Long after the water from the fire engines had extinguished the raging flames that surged through the Hashem Foods factory in Rupganj, the flames still burned in the charred homes of the 54 who died in the fire. Their lives ravaged. Their dreams shattered. Their belief in a just society, torn to shreds.
There have been many fires before. Many times we have said ‘never again’. A few headlines, a few statements by those in authority that ‘there will be a full investigation and no one will be spared’ and then it’s forgotten.

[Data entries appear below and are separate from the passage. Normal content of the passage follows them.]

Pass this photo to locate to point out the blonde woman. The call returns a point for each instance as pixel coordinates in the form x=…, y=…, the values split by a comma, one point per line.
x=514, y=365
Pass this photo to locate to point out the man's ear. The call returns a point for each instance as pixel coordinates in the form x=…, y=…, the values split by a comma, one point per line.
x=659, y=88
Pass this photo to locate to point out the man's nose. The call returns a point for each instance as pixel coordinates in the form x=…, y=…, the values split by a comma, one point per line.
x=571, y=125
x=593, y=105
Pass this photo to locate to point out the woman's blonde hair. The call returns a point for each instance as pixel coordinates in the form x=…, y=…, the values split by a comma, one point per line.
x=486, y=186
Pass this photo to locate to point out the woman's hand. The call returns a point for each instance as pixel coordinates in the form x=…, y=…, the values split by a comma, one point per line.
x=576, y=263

Predictably, the owners, invariably wealthy people with connections, escape the selectively porous dragnet of our justice system. Their well calculated donations and their constant patronage of the power elite ensure they do not suffer the same fate as the dissenters and critics of the system. They re- emerge as patrons and are feted in social events. Unlike the tombstones of the hapless victims, their’s bear the inscription ‘philanthropists’.
And the victims? What comfort can we give to Nazma Begum mother of the 12-year-old Mohammad Hasnain as she waits outside Dhaka Medical College Morgue to get news of her son. What lies will make her forget the excruciating pain her son would have felt as his skin burned, the fat feeding the flames?
How do we redeem ourselves as a society, knowing we let it happen? If after so many deaths. So much pain. So much loss, we still turn away, surely the lock on the gate that prevented their escape will have our fingerprints.